Hello,
I’m trying to build a homelab to run a bunch of daily batch processing jobs as it’s primary job. I used to do this on AWS but it was getting really expensive, so I currently do it on a Ryzen 5600 setup (it was on sale). On my current on-premise setup and even on AWS, I am only able to run a sample of the jobs I would like to do, and essentially use this sample to approximate the rest (not ideal).
Each job currently takes approximately 2 minutes and about 2.4 Mb memory. The job is simply a python script that reads data from a PostgreSQL database and does a type of multivariate linear approximation. It’s similar to an ML algorithm but it’s not suited for GPU processing (a lot of small matrices vs one big matrix). I need to run as many of these as possible on a daily basis. I would also like to larger analysis on an ad hoc basis, but this type of study is not time constrained.
So other than running the script, I would need it to be able to efficiently run the PostgreSQL database where the data is stored. I currently have a Fractal Node 804 case (mATX) that I’d like to re-use if possible. My only constraint is budget, which I don’t want to spend more than a couple thousand Canadian dollars on, though I’ll entertain more expensive options if they make sense. I am also in Canada.
Before I bite the bullet and buy a Threadripper, any ideas?
Thanks
Python itself is way too slow for any serious compute tasks, so I’m going to assume you’re already using NumPy to speed it up. Even so I’d look into rewriting it in some compiled language if feasible. There are CPU SIMD instructions for accelerating certain type of operations on matrices. Supposedly NumPy should be able to make use of them, but I don’t have any experience with that. Your 5600 for example supports 256-bit AVX2 operations.
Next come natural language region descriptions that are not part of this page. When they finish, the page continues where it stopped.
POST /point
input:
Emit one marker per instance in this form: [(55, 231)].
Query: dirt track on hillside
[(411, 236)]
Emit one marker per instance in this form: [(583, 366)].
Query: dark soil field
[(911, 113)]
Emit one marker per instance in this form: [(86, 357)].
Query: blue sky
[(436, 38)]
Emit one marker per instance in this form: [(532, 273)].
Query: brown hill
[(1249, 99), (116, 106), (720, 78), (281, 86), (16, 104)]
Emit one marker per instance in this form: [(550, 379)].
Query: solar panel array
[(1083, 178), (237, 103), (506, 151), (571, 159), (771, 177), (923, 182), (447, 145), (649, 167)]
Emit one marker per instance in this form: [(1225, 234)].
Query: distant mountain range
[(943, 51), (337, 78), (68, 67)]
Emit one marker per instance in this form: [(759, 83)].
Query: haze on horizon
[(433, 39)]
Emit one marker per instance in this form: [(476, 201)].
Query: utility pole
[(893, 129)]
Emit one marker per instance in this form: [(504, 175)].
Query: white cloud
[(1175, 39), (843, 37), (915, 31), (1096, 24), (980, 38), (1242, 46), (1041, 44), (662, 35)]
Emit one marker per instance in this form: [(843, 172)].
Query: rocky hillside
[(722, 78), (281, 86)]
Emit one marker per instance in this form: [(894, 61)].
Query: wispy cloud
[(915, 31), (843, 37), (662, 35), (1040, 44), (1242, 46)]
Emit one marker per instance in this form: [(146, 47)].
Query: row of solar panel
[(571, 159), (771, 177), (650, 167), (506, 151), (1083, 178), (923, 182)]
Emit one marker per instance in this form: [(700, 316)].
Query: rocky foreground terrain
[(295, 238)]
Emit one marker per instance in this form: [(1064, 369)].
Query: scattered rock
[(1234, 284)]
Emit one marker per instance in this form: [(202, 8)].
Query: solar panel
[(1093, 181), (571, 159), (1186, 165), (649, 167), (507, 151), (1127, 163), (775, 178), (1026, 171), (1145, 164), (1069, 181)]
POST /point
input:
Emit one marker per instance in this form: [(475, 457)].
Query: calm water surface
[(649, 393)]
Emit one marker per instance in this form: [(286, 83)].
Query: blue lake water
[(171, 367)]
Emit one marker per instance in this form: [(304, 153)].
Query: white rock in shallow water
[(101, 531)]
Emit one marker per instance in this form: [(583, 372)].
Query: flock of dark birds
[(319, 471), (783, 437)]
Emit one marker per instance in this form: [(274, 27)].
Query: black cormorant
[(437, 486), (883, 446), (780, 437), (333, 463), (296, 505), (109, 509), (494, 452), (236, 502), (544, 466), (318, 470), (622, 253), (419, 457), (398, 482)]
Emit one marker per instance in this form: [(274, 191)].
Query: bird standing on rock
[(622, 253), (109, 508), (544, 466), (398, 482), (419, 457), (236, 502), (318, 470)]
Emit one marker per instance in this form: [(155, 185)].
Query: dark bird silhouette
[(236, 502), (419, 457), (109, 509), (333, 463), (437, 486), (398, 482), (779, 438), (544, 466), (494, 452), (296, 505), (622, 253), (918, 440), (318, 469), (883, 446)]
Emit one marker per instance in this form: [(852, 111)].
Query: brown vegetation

In case you have already ruled out possible code/runtime optimizations and have concluded the only way forward is more cores, the cheapest upgrade would be upgrading to 5900/5950X for 12 or 16 cores.
To start, move the database to a different machine that has a fast ssd and lots of mem. If you’re workload is mostly doing reads from the db, consider breaking it into a single writer with one or more replicas.